Zeitung Heute : Die Steuer erklären

Wie ein Neu-Berliner diese Stadt erleben kann

Till Hein

WAS MACHEN WIR HEUTE?

Foto: Mike Wolff

Als junger Mensch sah ich eines Tages ein, dass rüpelhaftes Benehmen zu nichts Gutem führt. Seither setzt ich voll auf Korrektheit, Höflichkeit und Galanterie. Die Basler können von meinem vorbildlichen Lebenswandel ein Lied singen. Und auch in Berlin lasse ich nichts anbrennen. So beschäftigte ich mich etwa bereits jetzt mit meiner Steuererklärung 2003.

In Basel war das mit den Steuern eine unspektakuläre Sache. Es gibt dort ein paar Pauschalen, die man als freier Journalist von den Honoraren abziehen kann und Ende im Gelände. In Berlin hingegen ist die Steuererklärung ein echte Herausforderung: Man geht bis an seine Grenzen und, wenn man’s richtig macht, weit darüber hinaus.

Manfredo sagte: „Ich habe die Hoffnung, dass dir das auch ein bisschen Spaß machen könnte.“ Prompt hat er mich mit seiner Steuer-Begeisterung angesteckt! Als erstes haben wir eine lange Liste zusammengestellt, was ich alles abziehen kann.

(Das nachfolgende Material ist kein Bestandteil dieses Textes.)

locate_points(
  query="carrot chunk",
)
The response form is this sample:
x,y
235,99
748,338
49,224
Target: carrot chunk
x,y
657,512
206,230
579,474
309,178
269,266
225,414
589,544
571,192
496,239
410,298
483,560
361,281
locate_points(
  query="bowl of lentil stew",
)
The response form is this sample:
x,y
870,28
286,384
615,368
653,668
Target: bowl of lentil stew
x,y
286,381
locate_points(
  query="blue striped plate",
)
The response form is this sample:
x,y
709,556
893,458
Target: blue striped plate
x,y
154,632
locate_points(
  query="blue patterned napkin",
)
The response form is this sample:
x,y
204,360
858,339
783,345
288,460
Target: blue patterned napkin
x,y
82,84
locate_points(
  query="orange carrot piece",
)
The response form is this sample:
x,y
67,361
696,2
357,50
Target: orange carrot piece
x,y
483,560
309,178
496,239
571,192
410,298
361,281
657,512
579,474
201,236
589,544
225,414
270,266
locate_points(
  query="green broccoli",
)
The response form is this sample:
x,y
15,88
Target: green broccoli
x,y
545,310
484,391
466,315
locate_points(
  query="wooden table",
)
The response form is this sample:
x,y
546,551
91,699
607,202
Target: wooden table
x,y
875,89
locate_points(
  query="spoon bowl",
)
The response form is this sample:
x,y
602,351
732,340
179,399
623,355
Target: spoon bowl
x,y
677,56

Zum Beispiel „geringfügige Wirtschaftsgüter“. Manfredo hat mir alles erklärt: Im vergangenen Sommer habe ich mir zum Beispiel ein Akten-Regal aus Pappe gekauft. Kostete 7 Euro und 36 Cents, und die kann ich jetzt eiskalt abziehen.

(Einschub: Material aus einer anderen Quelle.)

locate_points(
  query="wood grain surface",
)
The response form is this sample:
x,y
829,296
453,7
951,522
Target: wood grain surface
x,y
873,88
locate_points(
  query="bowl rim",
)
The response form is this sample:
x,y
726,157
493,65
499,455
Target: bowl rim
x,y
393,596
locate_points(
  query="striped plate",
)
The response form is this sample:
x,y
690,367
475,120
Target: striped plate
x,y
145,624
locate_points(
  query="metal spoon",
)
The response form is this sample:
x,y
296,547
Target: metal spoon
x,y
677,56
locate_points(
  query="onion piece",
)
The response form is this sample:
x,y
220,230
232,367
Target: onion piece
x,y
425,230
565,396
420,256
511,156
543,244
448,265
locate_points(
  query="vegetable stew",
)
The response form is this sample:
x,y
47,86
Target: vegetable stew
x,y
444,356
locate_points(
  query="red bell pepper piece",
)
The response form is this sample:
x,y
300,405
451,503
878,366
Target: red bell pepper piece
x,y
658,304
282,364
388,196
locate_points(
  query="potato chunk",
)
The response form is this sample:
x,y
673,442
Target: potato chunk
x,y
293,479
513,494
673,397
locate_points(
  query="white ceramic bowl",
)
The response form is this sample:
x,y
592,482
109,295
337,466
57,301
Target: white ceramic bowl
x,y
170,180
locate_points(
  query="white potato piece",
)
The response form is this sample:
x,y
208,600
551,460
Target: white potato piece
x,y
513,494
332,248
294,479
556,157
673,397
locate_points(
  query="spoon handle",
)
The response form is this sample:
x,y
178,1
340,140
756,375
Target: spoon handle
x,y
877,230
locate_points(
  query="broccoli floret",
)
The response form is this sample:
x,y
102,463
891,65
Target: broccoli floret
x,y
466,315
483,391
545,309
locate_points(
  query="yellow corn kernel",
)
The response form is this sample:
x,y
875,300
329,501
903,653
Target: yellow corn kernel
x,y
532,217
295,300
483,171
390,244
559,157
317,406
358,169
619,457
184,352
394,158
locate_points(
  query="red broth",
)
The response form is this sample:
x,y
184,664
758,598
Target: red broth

Dann die „Geschäftsgänge“: Das ist immer wenn man sein Büro aus beruflichen Gründen verlässt, wenn ich es richtig verstanden habe. Bringt jedenfalls Kohle, die man abziehen kann. Leider fallen solche Geschäftsgänge bei mir schon länger flach, weil ich ja mit der Steuererklärung beschäftigt bin.

Besonders faszinierend ist die Mehrwertsteuer: Als „Kleinunternehmer“ hatte ich mich davon befreien lassen. Aber Manfredo sagt, das sei ein grober Fehler, denn da verschenkt man Geld an den Fiskus. Nicht mit mir! Jetzt bin ich mehrwertsteuerpflichtig, „zum reduzierten Satz für Journalisten mit 7 Prozent“. Ans Finanzamt „abführen“ muss ich nur 4,8 Prozent. Super Trick! Auf drei Leben hochgerechnet zahlt sich das extrem aus. Und die Langeweile ist auch besiegt: Ich darf jetzt nämlich jeden Monat eine Mehrwertsteuer-Voranmeldung ausfüllen. Es geht dabei um Beträge, die jeden Bettler beleidigen würden. Aber die reizenden Damen vom Finanzamt wollen unbedingt alle vier Wochen einen Voranmeldungs-Text von mir lesen. Ein gutes Gefühl, als Autor so begehrt zu sein! Mein Großvater hatte eben doch Recht: Talent setzt sich durch.

Meine Steuer-Begeisterung ist bereits Stadtgespräch. Olli hat mir daher neulich den „Großen Konz“ geschenkt. Ein geiles Buch mit 1072 Seiten. Man sollte ja überhaupt viel mehr lesen! Der Große Konz kostet lediglich 8,90 Euro – und ist „steuerlich absetzbar“. Da sind tolle Tipps drin, kann ich Ihnen sagen. Zum Beispiel: „So legt das Finanzamt 3000 Euro beim Autokauf dazu.“ Schade, dass ich keinen Führerschein habe. Wie der Trick mit den 3000 Euro genau funktioniert, habe ich auch noch nicht ganz kapiert. Aber Jule ist sehr schlau, und sie hat sich gerade einen alten VW-Bus für 3000 Euro gekauft. Der muss ich den Konz unbedingt ausleihen!

Gerne würde ich noch mehr über mein aufregendes Leben erzählen, aber die Mehrwertsteuer ruft.

Der Große Konz 2004, Knaur/Droemer, 8,90 Euro.